| Where | Example task | Tool |
|---|
| Output | Image captioning (sequence of words) | RNN or attention decoder |
| Input | Video understanding (sequence of frames) | RNN, temporal CNN, or transformer over time |
| Internal | Vision Transformer (image as sequence of patches) | Transformer encoder |
| Element | Detail |
|---|
| Update rule | h_t = f(W · x_t + U · h_{t-1} + b) |
| Hidden state | Network’s running memory, carried forward step by step |
| Output per step | Read off h_t, optionally via another linear layer |
| Variants | LSTM, GRU (add gates to control what’s remembered/forgotten) |
| Limits | Sequential (no parallelism); weak at long-range dependencies |
| Element | Detail |
|---|
| Formula | Attention(Q, K, V) = softmax( Q · K^T / sqrt(d_k) ) · V |
| Q, K, V | Queries, keys, values; matrices derived from input |
| Score | Q · K^T (dot products, query vs each key) |
| Scale | Divide by sqrt(d_k) to keep scores stable at large key dim |
| Weights | Softmax of scaled scores → probability distribution over positions |
| Output | Weighted average of V using those probabilities |
| Lift | Why |
|---|
| Parallelism | All positions computed at once; no sequential dependency between steps |
| Long-range | Every output position attends directly to every input position; no distance penalty |
Both come from the same change: “step through with hidden state” → “weighted average over all, weighted by compatibility.”

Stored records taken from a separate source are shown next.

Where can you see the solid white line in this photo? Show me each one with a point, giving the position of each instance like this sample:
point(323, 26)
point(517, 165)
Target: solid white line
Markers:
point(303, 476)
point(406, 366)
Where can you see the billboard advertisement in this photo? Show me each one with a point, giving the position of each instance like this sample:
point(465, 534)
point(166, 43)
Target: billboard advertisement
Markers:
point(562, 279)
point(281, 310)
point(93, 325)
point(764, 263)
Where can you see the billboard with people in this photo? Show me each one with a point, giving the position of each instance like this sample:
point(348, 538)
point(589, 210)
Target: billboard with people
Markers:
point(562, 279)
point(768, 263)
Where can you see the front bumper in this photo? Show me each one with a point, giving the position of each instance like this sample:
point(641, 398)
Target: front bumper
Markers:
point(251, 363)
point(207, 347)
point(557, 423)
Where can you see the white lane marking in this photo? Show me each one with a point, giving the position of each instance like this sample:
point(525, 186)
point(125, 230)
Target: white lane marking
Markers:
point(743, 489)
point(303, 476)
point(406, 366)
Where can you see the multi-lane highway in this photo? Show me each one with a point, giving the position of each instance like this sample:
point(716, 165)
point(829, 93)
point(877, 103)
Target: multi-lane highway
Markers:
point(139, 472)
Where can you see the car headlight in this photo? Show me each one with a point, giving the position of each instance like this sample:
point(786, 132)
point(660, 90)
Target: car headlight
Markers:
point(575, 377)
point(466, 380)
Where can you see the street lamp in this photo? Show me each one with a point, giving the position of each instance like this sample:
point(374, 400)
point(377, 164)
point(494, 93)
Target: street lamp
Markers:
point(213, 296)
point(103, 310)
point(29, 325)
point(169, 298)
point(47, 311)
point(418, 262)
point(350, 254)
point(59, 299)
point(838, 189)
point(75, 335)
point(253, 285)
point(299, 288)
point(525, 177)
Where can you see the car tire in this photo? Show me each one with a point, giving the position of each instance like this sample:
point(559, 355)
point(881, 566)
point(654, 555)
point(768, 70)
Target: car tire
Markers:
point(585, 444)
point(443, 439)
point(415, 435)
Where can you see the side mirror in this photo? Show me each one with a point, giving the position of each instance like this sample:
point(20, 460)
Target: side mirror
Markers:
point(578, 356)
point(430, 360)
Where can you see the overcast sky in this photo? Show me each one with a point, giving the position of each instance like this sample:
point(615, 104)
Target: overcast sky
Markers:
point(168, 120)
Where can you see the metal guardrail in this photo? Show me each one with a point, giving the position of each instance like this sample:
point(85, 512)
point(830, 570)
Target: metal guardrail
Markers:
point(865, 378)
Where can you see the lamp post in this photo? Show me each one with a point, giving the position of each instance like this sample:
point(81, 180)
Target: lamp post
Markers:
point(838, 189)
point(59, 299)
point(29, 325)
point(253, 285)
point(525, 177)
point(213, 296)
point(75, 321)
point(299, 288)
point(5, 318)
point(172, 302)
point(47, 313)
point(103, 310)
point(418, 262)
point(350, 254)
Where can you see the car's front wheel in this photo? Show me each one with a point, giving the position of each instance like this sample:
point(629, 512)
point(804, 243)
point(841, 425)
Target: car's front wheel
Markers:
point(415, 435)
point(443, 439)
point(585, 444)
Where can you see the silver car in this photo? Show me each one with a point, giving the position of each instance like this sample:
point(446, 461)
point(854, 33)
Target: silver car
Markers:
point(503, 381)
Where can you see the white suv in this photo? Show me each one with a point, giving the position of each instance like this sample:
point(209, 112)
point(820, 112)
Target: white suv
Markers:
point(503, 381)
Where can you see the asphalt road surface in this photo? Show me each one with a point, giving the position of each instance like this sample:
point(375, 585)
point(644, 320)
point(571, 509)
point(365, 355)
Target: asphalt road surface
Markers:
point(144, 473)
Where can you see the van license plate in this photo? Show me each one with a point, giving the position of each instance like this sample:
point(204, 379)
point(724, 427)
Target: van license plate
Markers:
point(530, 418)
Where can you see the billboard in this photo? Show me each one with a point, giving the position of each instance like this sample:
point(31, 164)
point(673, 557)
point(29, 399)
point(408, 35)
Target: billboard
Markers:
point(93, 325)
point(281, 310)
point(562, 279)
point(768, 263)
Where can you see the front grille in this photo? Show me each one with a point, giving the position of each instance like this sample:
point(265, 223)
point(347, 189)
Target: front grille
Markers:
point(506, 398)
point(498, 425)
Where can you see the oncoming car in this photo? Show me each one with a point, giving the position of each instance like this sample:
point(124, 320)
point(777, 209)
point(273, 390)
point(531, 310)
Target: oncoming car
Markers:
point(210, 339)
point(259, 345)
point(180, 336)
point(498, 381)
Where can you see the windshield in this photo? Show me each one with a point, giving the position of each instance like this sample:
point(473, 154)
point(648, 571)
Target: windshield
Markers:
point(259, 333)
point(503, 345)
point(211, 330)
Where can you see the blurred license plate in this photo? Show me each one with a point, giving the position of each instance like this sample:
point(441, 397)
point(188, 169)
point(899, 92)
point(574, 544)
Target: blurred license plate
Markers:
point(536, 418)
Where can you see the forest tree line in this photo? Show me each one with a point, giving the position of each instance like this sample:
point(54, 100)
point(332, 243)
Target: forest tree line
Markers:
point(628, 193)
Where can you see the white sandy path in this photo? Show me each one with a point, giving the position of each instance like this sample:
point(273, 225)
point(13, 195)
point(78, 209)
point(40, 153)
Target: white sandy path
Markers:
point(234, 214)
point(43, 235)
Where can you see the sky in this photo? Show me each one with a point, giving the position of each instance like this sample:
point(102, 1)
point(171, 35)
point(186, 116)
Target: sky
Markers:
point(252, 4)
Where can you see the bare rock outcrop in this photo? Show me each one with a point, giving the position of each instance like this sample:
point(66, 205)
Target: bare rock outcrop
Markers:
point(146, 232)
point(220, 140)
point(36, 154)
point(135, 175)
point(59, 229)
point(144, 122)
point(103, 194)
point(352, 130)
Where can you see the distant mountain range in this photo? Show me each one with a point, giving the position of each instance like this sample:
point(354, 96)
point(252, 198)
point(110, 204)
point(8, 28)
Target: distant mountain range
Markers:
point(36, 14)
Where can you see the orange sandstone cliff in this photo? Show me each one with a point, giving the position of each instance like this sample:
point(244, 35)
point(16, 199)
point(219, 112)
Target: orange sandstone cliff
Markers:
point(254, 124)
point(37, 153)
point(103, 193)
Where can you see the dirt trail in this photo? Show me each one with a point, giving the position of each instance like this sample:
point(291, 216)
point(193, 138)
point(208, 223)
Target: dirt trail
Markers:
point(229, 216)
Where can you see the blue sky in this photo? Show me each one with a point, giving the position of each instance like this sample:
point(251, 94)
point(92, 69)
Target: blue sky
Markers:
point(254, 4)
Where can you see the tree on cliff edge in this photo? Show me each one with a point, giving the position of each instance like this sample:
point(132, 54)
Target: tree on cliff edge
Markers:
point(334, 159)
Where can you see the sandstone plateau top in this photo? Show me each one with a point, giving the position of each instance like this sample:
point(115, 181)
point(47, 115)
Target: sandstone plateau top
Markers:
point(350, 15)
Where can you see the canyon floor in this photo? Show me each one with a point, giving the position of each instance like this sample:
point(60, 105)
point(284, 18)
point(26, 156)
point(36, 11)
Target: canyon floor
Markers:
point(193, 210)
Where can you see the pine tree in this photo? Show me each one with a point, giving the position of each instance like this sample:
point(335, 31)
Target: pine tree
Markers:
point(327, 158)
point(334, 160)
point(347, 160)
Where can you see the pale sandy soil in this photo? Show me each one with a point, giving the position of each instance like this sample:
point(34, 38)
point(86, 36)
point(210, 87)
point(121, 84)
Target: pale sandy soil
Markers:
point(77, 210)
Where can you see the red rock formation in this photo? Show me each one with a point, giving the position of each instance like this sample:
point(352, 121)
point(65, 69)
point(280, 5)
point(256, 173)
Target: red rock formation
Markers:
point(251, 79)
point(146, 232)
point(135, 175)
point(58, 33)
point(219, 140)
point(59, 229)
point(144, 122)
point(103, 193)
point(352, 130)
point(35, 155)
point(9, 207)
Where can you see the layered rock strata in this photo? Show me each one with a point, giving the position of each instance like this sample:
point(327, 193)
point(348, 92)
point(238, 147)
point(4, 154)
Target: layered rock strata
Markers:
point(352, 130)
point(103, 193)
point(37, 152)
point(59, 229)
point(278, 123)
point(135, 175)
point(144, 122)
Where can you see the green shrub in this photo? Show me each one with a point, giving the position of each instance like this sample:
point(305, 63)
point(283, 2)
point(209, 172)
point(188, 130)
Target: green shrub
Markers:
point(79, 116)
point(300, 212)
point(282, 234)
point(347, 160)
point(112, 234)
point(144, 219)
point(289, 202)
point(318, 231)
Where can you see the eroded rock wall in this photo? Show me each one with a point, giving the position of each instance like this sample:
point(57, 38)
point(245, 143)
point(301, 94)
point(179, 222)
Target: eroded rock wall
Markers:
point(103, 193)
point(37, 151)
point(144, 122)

| Step | Computation | Result |
|---|
| Inputs | q = [1, 0], K rows [1,0], [0,1], [1,1], V rows [1,0], [0,1], [1,1] | |
| Scores | q · k_i | [1, 0, 1] |
| Scaled | ÷ sqrt(2) | [0.707, 0, 0.707] |
| Softmax | over scaled | [0.401, 0.198, 0.401] |
| Output | weighted sum of V | [0.802, 0.599] |
| Architecture | Encoder | Sequence model | Where |
|---|
| Classic CNN-RNN captioning | CNN | RNN decoder | Image in, caption out |
| Modern CNN-attention captioning | CNN feature maps | Attention decoder over regions | Image in, caption out (with attention maps over image) |
| CNN-RNN video understanding | Per-frame CNN | RNN over frame features | Video in, action/caption/etc out |
| Vision Transformer (ViT) | None (patches direct) | Transformer encoder over patches | Image-as-sequence; replaces convolution |
| Step | What |
|---|
| 1 | Cut image into grid of small patches (commonly 16x16) |
| 2 | Flatten + linearly embed each patch as a vector |
| 3 | Add learned position embeddings so model knows where each patch sat |
| 4 | Prepend a learnable “class token” position |
| 5 | Run a standard transformer encoder over the patch sequence |
| 6 | Read off the class-token representation; linear classifier produces K scores |
| Topic | Depth |
|---|
| RNN, LSTM, GRU mechanics | Track 12 lesson 2 (Why sequences need memory) |
| Attention + transformer blocks (multi-head, full encoder/decoder) | Track 5 multi-lesson sequence; Track 14 (practical transformers) |
| Linear + non-linearity + backprop machinery underneath both | Track 11 lessons 3-4 (Neural Network Intuition) |
| The training loop on top | T16 L3 loss + L4 backprop, unchanged for any architecture |
| Pitfall | Reality |
|---|
| RNN’s hidden state = its weights | No; state changes step by step within a sequence, weights are fixed until backprop updates |
| Attention is a separate idea from NN | It’s a layer using the same multiply-add-softmax machinery; the “weights” (attention probs) depend on the input |
| ViT = CNN + attention | No; ViT REPLACES convolution. Pure ViT has no conv |
| Transformer always beats CNN | Trade-off; transformers need more data + compute to outperform but scale further |
Sequences enter vision in three places (output, input, internal); recurrence handles them one-at-a-time, attention handles them in-parallel; ViT’s bet that attention alone can replace convolution paid off at scale; sister tracks own the deep mechanics.